With the higher and bigger frames, I found that in front to back placement, I'm better off with the frame slightly back, exposing less toe and more heel wheel.  This is because I keep my feet very low to the ground throughout my stride.  I have found that this placement keeps me from catching my front wheel just before the set down.

Skate Well . . .

roadskater's picture

Good Tips on Frame Placement, Side-to-Side, Fore-Aft

Oh yes, again, good catch. I have not played much with front to back frame placement, but did think about it briefly along the way and felt that slightly back might be better for longer frames and also for anyone who tends to put too much weight forward or toe push...most at one point or another? That might help keep the weight back and thus help get more push along the leg through the heel wheels for power.

Yes it's always good to ask those who often draft you if it looks like you're bending in or out at the ankles. Once a year, it's probably worth moving the frames about to test for better balance and power, and...

  • WHEN YOU FIND THE SWEET SPOT STOP AND MARK YOUR FRAME PLACEMENT!

...before you do anything (including skating) that might make the frame move from that sweet spot.

I sometimes had a problem with the front of the frame moving (an issue with washers most likely, don't recall), so I made a dot on the front of the boots so I could look down from above while in a tuck, for example, to check that alignment throughout the day.

If you notice a sudden loss of pressure in the cabin...oops...sudden lack of power or balance in your stroke, trust me...

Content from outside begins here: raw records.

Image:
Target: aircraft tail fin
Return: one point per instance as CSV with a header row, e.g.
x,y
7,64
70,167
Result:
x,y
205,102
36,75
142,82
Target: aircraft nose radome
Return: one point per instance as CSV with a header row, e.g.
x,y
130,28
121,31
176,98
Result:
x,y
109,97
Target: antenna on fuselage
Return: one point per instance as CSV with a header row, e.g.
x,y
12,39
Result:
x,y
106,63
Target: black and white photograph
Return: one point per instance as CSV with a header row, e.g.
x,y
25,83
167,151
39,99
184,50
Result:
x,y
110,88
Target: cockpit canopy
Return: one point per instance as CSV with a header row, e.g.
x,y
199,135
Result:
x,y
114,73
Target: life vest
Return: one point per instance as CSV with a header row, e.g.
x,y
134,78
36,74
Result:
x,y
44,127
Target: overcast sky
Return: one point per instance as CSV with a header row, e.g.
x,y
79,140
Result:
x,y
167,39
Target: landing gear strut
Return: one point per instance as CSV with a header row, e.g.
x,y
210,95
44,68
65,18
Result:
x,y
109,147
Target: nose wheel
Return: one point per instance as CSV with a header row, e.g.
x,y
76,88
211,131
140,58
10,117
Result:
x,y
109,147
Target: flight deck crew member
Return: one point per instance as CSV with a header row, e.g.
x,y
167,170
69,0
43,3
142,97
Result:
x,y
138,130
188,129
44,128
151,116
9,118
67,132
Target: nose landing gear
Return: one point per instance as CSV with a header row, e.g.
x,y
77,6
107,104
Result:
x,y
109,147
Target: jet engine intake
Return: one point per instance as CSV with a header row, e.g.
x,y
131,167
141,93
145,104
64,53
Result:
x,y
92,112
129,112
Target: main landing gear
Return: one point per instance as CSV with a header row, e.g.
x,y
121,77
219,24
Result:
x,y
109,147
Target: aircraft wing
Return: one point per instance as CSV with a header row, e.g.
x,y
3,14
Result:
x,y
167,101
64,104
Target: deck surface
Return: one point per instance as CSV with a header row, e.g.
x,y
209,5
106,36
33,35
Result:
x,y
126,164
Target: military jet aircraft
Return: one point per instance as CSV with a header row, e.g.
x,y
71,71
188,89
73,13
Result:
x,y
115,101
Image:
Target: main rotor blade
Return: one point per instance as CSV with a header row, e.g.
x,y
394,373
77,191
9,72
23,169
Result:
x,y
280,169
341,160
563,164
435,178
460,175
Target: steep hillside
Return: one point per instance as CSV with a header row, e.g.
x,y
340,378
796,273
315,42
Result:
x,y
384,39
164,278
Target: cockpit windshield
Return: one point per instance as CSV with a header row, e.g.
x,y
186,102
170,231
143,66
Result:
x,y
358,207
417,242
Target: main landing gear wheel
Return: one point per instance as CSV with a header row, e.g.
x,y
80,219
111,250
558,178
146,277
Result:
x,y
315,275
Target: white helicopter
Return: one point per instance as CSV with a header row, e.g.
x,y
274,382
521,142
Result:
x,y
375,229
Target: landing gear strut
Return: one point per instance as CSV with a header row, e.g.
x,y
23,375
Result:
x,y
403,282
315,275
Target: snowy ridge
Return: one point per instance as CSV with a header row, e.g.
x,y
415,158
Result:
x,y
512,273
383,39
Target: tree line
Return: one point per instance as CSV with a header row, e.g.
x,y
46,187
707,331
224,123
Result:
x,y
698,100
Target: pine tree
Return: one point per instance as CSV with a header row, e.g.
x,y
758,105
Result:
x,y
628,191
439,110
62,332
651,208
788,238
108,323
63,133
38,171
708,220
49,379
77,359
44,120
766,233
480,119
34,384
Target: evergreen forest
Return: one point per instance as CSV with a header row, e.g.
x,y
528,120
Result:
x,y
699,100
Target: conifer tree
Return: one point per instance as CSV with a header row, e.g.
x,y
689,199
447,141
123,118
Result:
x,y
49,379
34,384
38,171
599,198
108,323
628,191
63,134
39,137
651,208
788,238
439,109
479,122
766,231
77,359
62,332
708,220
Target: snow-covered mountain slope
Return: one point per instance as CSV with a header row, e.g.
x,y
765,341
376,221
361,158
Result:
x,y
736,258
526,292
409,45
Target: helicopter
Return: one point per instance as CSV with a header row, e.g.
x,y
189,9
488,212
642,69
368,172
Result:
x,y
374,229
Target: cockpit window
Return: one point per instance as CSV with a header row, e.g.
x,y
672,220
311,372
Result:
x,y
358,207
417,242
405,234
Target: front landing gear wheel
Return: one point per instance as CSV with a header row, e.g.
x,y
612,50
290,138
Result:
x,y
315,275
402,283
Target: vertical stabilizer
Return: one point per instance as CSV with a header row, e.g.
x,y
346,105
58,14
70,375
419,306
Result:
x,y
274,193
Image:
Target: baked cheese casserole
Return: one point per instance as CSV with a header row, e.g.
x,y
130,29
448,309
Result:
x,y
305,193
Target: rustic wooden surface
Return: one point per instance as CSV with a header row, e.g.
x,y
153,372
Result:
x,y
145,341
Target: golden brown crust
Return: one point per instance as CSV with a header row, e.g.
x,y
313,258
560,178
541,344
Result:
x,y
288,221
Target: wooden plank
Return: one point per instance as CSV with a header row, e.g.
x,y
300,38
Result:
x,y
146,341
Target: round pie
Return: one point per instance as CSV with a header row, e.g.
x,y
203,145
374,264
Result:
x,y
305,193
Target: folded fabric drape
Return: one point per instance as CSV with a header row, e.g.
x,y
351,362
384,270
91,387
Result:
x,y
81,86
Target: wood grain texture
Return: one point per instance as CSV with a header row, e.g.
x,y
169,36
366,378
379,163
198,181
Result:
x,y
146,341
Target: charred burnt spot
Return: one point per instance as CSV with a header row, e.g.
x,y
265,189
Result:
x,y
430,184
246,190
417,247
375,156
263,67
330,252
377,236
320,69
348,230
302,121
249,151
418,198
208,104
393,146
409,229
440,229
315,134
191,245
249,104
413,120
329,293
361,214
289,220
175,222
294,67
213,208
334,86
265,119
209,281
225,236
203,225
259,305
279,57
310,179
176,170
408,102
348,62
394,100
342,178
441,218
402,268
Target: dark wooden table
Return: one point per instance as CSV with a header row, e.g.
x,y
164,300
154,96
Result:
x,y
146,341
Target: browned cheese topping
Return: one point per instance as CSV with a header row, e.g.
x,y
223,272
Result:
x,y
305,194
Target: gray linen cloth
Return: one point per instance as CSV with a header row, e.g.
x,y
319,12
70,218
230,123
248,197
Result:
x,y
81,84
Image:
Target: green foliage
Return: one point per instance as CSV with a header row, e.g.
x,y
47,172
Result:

  • your frame may have moved (did you fall recently, swap frames, loosen a boot bolt for another reason, have to struggle with your bake assembly or brake pad replacement?)
  • your frame may have bent (did you fall recently? check for odd or uneven wheel wear...more toe wear on one side or than usual)
  • your boot mount (the carbon or other material holding the boot frame mounting holes may have weakened or even cracked (ouch is likely in the next few hours, and perhaps for months to come)

When you find boots you love, especially stock ones, get an email search going on eBay for a backup pair (at a steal price). Test as many different boots as you can and when you can't, at least look at how they're made inside and out so you can start to see what brands are alike/different.

Also, it's a good point that bigger wheeled frames (especially those that put you higher off the ground) may change placement needs, and probably make frame placement even more important since they likely put more torque on your ankle.

Those are my thought on this for now! Thanks for bringing this up.